Repeat steps 2 through 5 for each new crawl rule you want to create.
Edit a crawl rule
You can edit an existing crawl rule at any time by clicking it, and then making the necessary changes to the path and configuration, as described in the previous procedure.
Note
This will require a full crawl of the content impacted by the altered crawl rule.
Delete a crawl rule
Use the following procedure to delete a crawl rule that is no longer needed.
Delete a crawl rule
On the Shared Services Administration page, in the Search section, click Search settings.
On the Configure Search Settings page, in the Crawl Settings section, click Crawl rules.
On the Manage Crawl Rules page, point to the crawl rule that you want to delete, click the arrow that appears, and then click Delete on the menu that appears.
Click OK to confirm the deletion.
Note
This will require a full crawl of the content impacted by the deleted crawl rule.
Reorder crawl rules
After you create new crawl rules, we recommend that you specify the order in which you want the rules to be applied while content is being crawled. Crawl rules are applied in the order in which they are listed. Therefore, if two rules cover the same or overlapping content, the first rule that is listed is applied. Use the following procedure to specify the order of your crawl rules.
Reorder crawl rules
On the Shared Services Administration page, in the Search section, click Search settings.
On the Configure Search Settings page, in the Crawl Settings section, click Crawl rules.
On the Manage Crawl Rules page, in the Order column in the list of crawl rules, select a value in the list that specifies the position you want the rule to occupy. Other values are shifted accordingly.

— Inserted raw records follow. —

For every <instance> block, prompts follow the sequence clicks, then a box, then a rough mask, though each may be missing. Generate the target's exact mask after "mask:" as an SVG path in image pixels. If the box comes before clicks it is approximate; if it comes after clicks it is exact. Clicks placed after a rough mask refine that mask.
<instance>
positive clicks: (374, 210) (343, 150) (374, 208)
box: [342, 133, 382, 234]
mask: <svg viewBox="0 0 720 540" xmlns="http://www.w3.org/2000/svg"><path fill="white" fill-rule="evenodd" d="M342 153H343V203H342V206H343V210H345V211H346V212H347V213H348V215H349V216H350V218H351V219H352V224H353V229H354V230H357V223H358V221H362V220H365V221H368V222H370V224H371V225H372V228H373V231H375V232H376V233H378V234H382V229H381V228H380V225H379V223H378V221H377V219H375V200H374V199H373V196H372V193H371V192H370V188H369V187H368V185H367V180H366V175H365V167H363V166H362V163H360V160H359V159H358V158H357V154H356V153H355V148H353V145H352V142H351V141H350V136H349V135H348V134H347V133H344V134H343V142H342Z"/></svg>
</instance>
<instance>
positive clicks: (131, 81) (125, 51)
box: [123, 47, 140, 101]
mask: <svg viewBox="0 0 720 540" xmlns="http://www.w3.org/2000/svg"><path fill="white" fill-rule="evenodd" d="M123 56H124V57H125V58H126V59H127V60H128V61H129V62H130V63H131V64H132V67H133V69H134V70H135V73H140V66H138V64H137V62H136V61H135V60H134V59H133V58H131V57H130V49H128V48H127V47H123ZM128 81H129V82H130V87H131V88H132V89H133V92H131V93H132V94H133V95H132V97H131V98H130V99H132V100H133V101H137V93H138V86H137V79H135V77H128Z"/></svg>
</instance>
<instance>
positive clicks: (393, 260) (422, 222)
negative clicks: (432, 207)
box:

You can also use a global exclusion rule, which applies regardless of the order in which it is listed. For more information about administering crawl rules, see the Administrating Crawl Rules section in the following resource: Book Excerpt - Chapter 16 Enterprise search and indexing architecture and administration.
Note
This will require a full crawl of the content that is affected by the repositioned crawl rule.